Supplemental Material
sj-docx-1-whe-10.1177_17455057261444190 – Supplemental material for Dismissed and unheard: Arab immigrant women’s experiences seeking pelvic pain care in Norway
Supplemental material, sj-docx-1-whe-10.1177_17455057261444190 for Dismissed and unheard: Arab immigrant women’s experiences seeking pelvic pain care in Norway by Miroslava Tokovska, Simen Christensen Grøgaard and Merete Kolberg Tennfjord in Women's Health
Footnotes
Acknowledgements
We would like to express our sincere gratitude to the nine Arab women who courageously shared their deeply personal experiences of health care with us. Their openness in discussing sensitive pelvic pain conditions and health care challenges has provided valuable insights that will contribute to improving health services for immigrant women in Norway. Special thanks to the interpreter, Asma Abubakar Mohamed, and interviewer Maria Weberg Holst, who facilitated clear communication during the interviews and enabled the participants to express their experiences in their native tongue.
Ethical considerations
This study was approved by the Norwegian Centre for Research Data (reference no. 258827).
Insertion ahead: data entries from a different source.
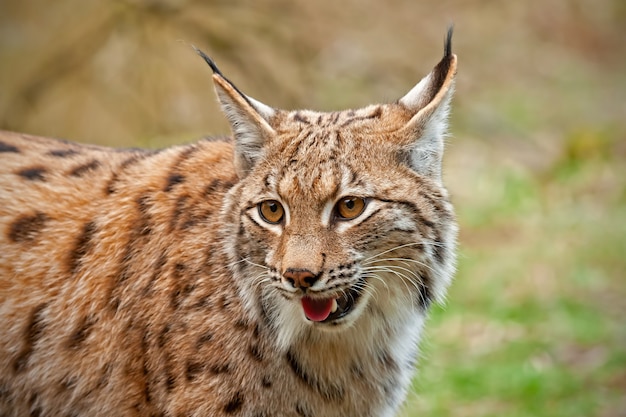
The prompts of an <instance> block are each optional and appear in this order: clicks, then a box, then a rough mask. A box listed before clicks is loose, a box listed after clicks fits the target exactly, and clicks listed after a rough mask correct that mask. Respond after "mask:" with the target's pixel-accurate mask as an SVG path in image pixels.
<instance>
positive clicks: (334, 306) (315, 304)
mask: <svg viewBox="0 0 626 417" xmlns="http://www.w3.org/2000/svg"><path fill="white" fill-rule="evenodd" d="M364 284H365V280H364V279H363V278H361V279H359V282H358V283H357V284H355V285H353V286H352V287H351V288H350V289H349V290H347V291H345V292H344V293H343V294H342V295H341V296H340V297H338V298H317V297H315V298H312V297H308V296H305V297H302V300H301V302H302V309H303V310H304V315H305V316H306V318H307V319H309V320H311V321H315V322H323V323H328V322H331V321H335V320H338V319H340V318H342V317H345V316H346V315H348V313H350V311H352V309H353V308H354V306H355V305H356V303H357V301H358V300H359V298H360V297H361V294H362V292H363V286H364Z"/></svg>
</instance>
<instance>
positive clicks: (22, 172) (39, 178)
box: [17, 167, 46, 181]
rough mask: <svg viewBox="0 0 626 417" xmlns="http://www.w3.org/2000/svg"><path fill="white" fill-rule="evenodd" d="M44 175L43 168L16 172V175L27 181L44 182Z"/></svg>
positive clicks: (30, 168) (43, 171)
mask: <svg viewBox="0 0 626 417" xmlns="http://www.w3.org/2000/svg"><path fill="white" fill-rule="evenodd" d="M45 173H46V170H45V168H41V167H32V168H25V169H22V170H20V171H18V172H17V175H19V176H20V177H22V178H24V179H27V180H29V181H45V180H46V178H45V177H44V174H45Z"/></svg>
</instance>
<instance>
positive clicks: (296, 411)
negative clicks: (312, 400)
mask: <svg viewBox="0 0 626 417" xmlns="http://www.w3.org/2000/svg"><path fill="white" fill-rule="evenodd" d="M296 413H298V415H299V416H302V417H313V412H312V411H311V409H310V408H309V407H308V406H307V405H306V404H300V403H298V404H297V405H296Z"/></svg>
All procedures performed were in accordance with the ethical standards of the institutional research committee and with the 1964 Helsinki declaration and its later amendments. The Norwegian National Research Ethics Committee’s initial assessment of this project 2 (date: 05 February 2024) concluded that it did not require further evaluation (reference no. 3 709515) and that it only needed approval from the Norwegian Centre for Research Data due to the personal information collected (date: 09 April 2023, reference no. 258827).
Consent to participate
Written informed consent was obtained from all individual participants included in the study.
Consent for publication
Participants provided written informed consent for their anonymized data to be published in academic journals. All identifying details have been removed to protect participant confidentiality.
Author contributions
Funding
The authors disclosed receipt of the following financial support for the research, authorship, and/or publication of this article: This research was funded by internal grants from Kristiania University of Applied Sciences, Norway (grant number 10182), which also provided financial support for proofreading and article processing charges (APC).
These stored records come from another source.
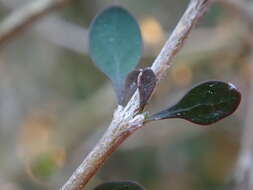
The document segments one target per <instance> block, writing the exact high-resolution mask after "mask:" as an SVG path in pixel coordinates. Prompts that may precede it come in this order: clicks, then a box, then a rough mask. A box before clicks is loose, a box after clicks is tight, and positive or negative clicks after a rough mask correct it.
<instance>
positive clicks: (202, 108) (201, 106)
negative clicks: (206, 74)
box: [148, 81, 241, 125]
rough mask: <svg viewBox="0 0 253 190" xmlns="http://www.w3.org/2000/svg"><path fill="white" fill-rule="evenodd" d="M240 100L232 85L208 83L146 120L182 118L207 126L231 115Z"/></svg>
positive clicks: (206, 83) (198, 123) (186, 95)
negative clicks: (171, 106) (169, 106)
mask: <svg viewBox="0 0 253 190" xmlns="http://www.w3.org/2000/svg"><path fill="white" fill-rule="evenodd" d="M240 100H241V94H240V92H238V90H237V89H236V88H235V86H234V85H233V84H231V83H228V84H227V83H224V82H220V81H209V82H205V83H202V84H199V85H197V86H196V87H194V88H192V89H191V90H190V91H189V92H188V93H187V94H186V95H185V96H184V97H183V98H182V99H181V100H180V101H179V102H178V103H177V104H176V105H174V106H172V107H170V108H168V109H166V110H164V111H161V112H159V113H157V114H154V115H152V116H151V117H150V118H149V119H148V120H161V119H167V118H183V119H186V120H188V121H191V122H193V123H197V124H200V125H208V124H212V123H215V122H217V121H219V120H221V119H223V118H225V117H227V116H228V115H230V114H232V113H233V112H234V111H235V110H236V109H237V107H238V105H239V104H240Z"/></svg>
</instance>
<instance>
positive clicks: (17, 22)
mask: <svg viewBox="0 0 253 190" xmlns="http://www.w3.org/2000/svg"><path fill="white" fill-rule="evenodd" d="M70 1H74V0H37V1H33V2H32V3H30V4H28V5H25V6H23V7H21V8H20V9H18V10H14V12H12V13H11V14H10V15H9V16H7V18H5V19H4V20H3V21H2V23H1V24H0V45H2V44H4V43H6V42H7V41H9V40H10V39H11V38H13V37H14V36H16V35H17V34H18V33H19V32H21V31H22V30H24V29H26V28H27V27H28V26H30V25H31V24H32V23H34V22H35V21H37V20H38V19H40V18H42V17H43V16H45V15H47V14H48V13H50V12H51V11H53V10H55V9H57V8H59V7H61V6H63V5H64V4H65V3H67V2H70Z"/></svg>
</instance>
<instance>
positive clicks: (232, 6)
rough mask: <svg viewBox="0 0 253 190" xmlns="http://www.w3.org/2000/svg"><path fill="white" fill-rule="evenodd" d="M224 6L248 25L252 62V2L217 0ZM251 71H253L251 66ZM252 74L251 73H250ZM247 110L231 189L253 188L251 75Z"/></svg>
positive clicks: (230, 0) (252, 147) (252, 51)
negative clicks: (237, 158) (235, 167)
mask: <svg viewBox="0 0 253 190" xmlns="http://www.w3.org/2000/svg"><path fill="white" fill-rule="evenodd" d="M219 1H220V2H221V3H222V4H223V5H224V6H225V7H227V8H229V9H231V10H232V11H233V12H235V13H236V14H237V15H238V16H240V17H241V18H242V19H243V20H244V21H245V22H246V23H247V24H248V25H249V34H248V36H247V37H248V39H249V40H248V41H249V46H250V47H249V48H250V51H249V54H250V55H249V60H248V61H249V62H250V64H251V65H252V63H253V37H252V34H253V12H252V11H253V2H251V3H250V2H246V1H243V0H241V1H236V0H219ZM251 68H252V71H253V67H251ZM251 74H252V73H251ZM249 84H250V88H249V95H248V97H249V98H248V103H247V105H248V110H247V115H246V117H245V123H244V129H243V135H242V138H241V149H240V152H239V158H238V161H237V166H236V169H235V173H234V179H233V180H234V182H233V184H232V189H233V190H252V189H253V125H252V122H253V120H252V115H253V101H252V96H253V75H252V77H251V81H249Z"/></svg>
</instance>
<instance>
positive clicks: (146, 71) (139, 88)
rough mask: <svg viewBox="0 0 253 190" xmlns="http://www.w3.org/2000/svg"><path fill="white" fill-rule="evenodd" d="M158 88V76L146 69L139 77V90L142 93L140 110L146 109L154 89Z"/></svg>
mask: <svg viewBox="0 0 253 190" xmlns="http://www.w3.org/2000/svg"><path fill="white" fill-rule="evenodd" d="M155 86H156V76H155V73H154V72H153V70H152V69H150V68H147V69H144V70H143V71H142V72H141V74H140V75H139V77H138V89H139V93H140V110H141V111H142V110H143V109H144V106H145V105H146V104H147V102H148V100H149V98H150V96H151V94H152V92H153V91H154V88H155Z"/></svg>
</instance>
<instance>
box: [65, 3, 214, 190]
mask: <svg viewBox="0 0 253 190" xmlns="http://www.w3.org/2000/svg"><path fill="white" fill-rule="evenodd" d="M211 2H212V0H191V1H190V3H189V6H188V8H187V9H186V11H185V13H184V15H183V17H182V18H181V19H180V21H179V23H178V25H177V27H176V28H175V30H174V31H173V33H172V35H171V36H170V37H169V39H168V40H167V42H166V43H165V45H164V47H163V48H162V50H161V52H160V54H159V55H158V56H157V58H156V60H155V61H154V63H153V65H152V70H153V71H154V73H155V74H156V76H157V78H158V79H159V80H160V79H161V78H162V76H163V75H165V74H166V71H167V69H168V68H169V66H170V64H171V60H172V58H173V57H174V56H175V55H176V53H177V52H178V51H179V50H180V49H181V47H182V46H183V44H184V41H185V39H186V38H187V37H188V35H189V32H190V31H191V29H192V28H193V26H194V25H195V24H196V23H197V21H198V20H199V19H200V17H201V16H202V15H203V13H204V12H205V11H206V10H207V8H208V6H209V4H210V3H211ZM138 107H139V96H138V92H137V91H136V92H135V94H134V95H133V97H132V98H131V100H130V101H129V102H128V104H127V105H126V107H125V108H122V107H121V106H119V107H118V109H117V110H116V111H115V113H114V118H113V120H112V123H111V124H110V126H109V128H108V129H107V131H106V133H105V135H104V136H103V137H102V139H101V140H100V141H99V142H98V144H97V145H96V146H95V148H94V149H93V150H92V151H91V153H90V154H88V156H87V157H86V158H85V159H84V161H83V162H82V163H81V165H80V166H79V167H78V168H77V169H76V171H74V173H73V174H72V176H71V177H70V178H69V180H68V181H67V182H66V183H65V185H64V186H63V187H62V188H61V190H81V189H83V188H84V186H85V185H86V184H87V183H88V181H89V180H90V178H91V177H92V176H93V175H94V174H95V173H96V172H97V170H98V169H99V168H100V167H101V166H102V165H103V163H104V162H105V161H106V160H107V159H108V158H109V156H110V155H111V154H112V153H113V152H114V151H115V150H116V149H117V147H118V146H119V145H120V144H121V143H122V142H123V141H124V140H125V139H126V138H127V137H128V136H130V135H131V134H132V133H133V132H134V131H136V130H137V129H139V128H141V127H142V126H143V122H144V120H145V116H144V115H143V114H138V112H137V111H136V110H138Z"/></svg>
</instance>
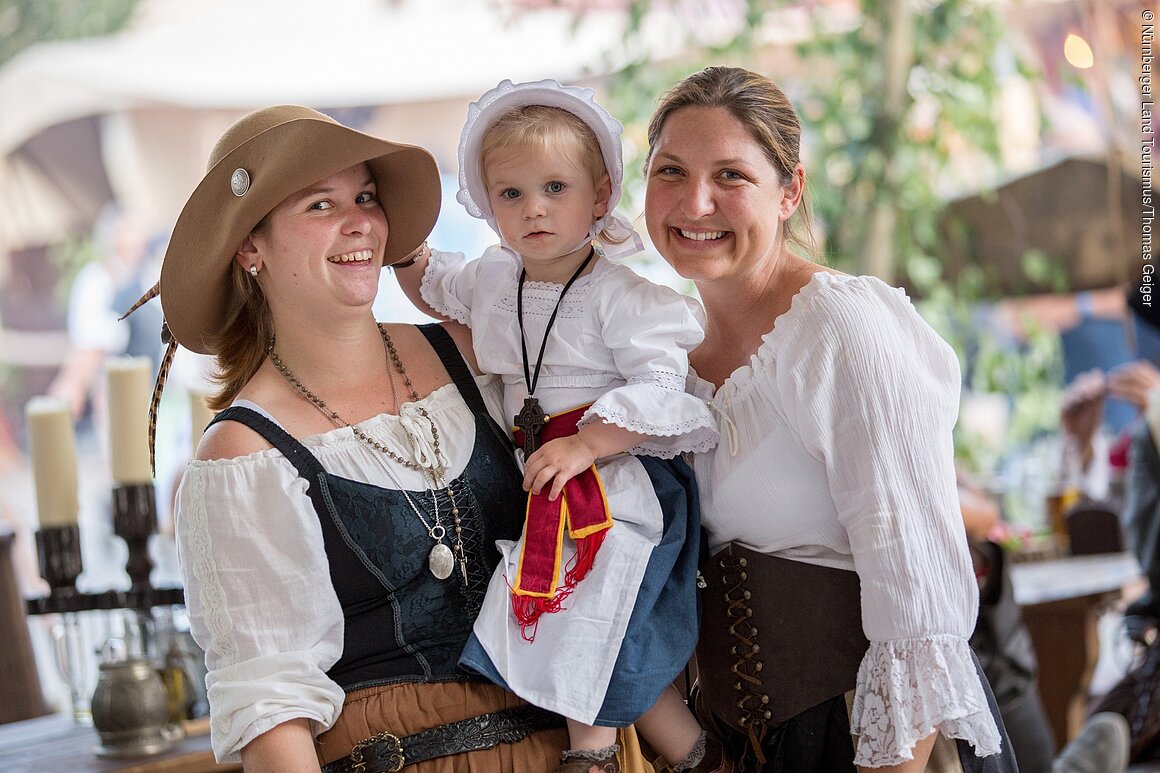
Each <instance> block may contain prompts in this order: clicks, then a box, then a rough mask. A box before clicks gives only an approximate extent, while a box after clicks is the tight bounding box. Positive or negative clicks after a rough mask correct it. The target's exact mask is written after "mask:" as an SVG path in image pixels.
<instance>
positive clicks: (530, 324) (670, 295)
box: [420, 247, 717, 458]
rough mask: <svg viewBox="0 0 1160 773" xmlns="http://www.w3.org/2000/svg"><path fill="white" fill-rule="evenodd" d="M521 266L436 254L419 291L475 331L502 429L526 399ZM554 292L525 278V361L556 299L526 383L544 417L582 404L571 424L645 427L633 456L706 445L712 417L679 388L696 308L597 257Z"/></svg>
mask: <svg viewBox="0 0 1160 773" xmlns="http://www.w3.org/2000/svg"><path fill="white" fill-rule="evenodd" d="M520 269H521V263H520V261H519V260H517V259H516V258H515V255H513V254H512V253H509V252H507V251H505V250H502V248H500V247H492V248H490V250H487V251H486V252H485V253H484V254H483V255H481V257H480V258H479V259H478V260H472V261H466V260H465V258H464V255H463V253H457V252H440V251H437V250H436V251H432V255H430V259H429V261H428V265H427V270H426V272H425V274H423V279H422V286H421V290H420V291H421V294H422V297H423V299H425V301H426V302H427V303H429V304H430V305H432V308H433V309H435V311H437V312H440V313H441V315H444V316H447V317H450V318H451V319H455V320H457V322H461V323H463V324H465V325H467V326H469V327H471V328H472V331H473V332H474V335H473V337H472V340H473V346H474V349H476V360H477V361H478V362H479V368H480V370H483V371H484V373H490V374H495V375H498V376H499V377H500V378H501V380H502V381H503V407H505V417H506V418H507V421H508V426H510V424H512V421H513V419H514V417H515V416H516V413H519V412H520V407H521V406H522V405H523V398H524V397H525V396H527V395H528V387H527V384H525V383H524V363H523V356H522V354H521V348H520V335H521V332H520V320H519V316H517V313H516V311H517V308H516V306H517V301H516V288H517V284H519V279H520ZM563 289H564V286H563V284H558V283H554V282H531V281H529V282H525V283H524V289H523V326H524V331H525V334H527V347H528V359H529V369H531V368H534V367H535V362H536V357H537V355H538V354H539V345H541V341H543V340H544V331H545V328H546V327H548V320H549V319H550V318H551V315H552V310H553V309H556V306H557V302H558V301H559V312H558V315H557V318H556V322H554V323H553V325H552V328H551V334H550V339H549V341H548V346H546V347H545V348H544V360H543V368H542V371H541V375H539V380H538V382H537V385H536V398H537V399H538V400H539V405H541V407H543V409H544V410H545V411H546V412H548V413H549V414H553V413H560V412H563V411H568V410H572V409H575V407H578V406H580V405H587V404H589V403H590V404H592V407H589V409H588V410H587V411H586V412H585V414H583V417H582V418H581V419H580V425H581V426H583V425H585V424H588V422H590V421H595V420H597V419H602V420H604V421H607V422H609V424H615V425H617V426H621V427H625V428H626V429H631V431H633V432H638V433H641V434H644V435H648V438H647V439H646V440H645V441H644V442H643V443H641V445H640V446H638V447H636V448H633V449H631V453H633V454H646V455H652V456H659V457H661V458H672V457H673V456H676V455H677V454H682V453H684V451H693V450H705V449H708V448H711V447H712V446H713V445H715V443H716V442H717V427H716V424H715V422H713V419H712V416H711V414H710V413H709V409H708V407H706V406H705V403H704V400H702V399H699V398H696V397H694V396H691V395H688V393H687V392H686V378H687V376H688V371H689V360H688V353H689V351H690V349H693V348H695V347H696V346H697V345H698V344H699V342H701V341H702V340H703V339H704V328H703V327H702V322H701V318H702V316H703V311H702V310H701V304H698V303H697V302H696V301H695V299H693V298H689V297H687V296H683V295H681V294H680V292H677V291H675V290H673V289H672V288H668V287H664V286H661V284H655V283H653V282H650V281H648V280H646V279H644V277H643V276H640V275H639V274H637V273H636V272H633V270H632V269H631V268H629V267H626V266H622V265H618V263H612V262H610V261H608V260H606V259H604V258H596V260H595V262H594V263H593V268H592V270H590V272H589V273H588V274H586V275H585V276H581V277H580V279H579V280H577V281H575V283H574V284H573V286H572V287H571V289H568V291H567V295H566V296H565V297H564V298H563V299H560V292H561V290H563Z"/></svg>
Declaration of conflicting interests
The authors declared no potential conflicts of interest with respect to the research, authorship, and/or publication of this article.
Data availability statement
The qualitative data from this study cannot be made publicly available due to ethical restrictions and to protect participant confidentiality and privacy, as guaranteed in the informed consent process.
Supplemental material
Supplemental material for this article is available online.
AI and language assistance declaration
During the preparation of this article, DeepL AI translation and language refinement software was used solely for improving language quality and clarity of selected sections of the text. No artificial intelligence technology was used for data analysis, data interpretation, literature selection, or handling of sensitive or personal data. All AI-generated language suggestions were critically reviewed, revised, and approved by the authors to ensure accuracy, relevance, and consistency with the original research content. The AI served purely as a language assistance tool, and all substantive and editorial decisions remained fully under human supervision.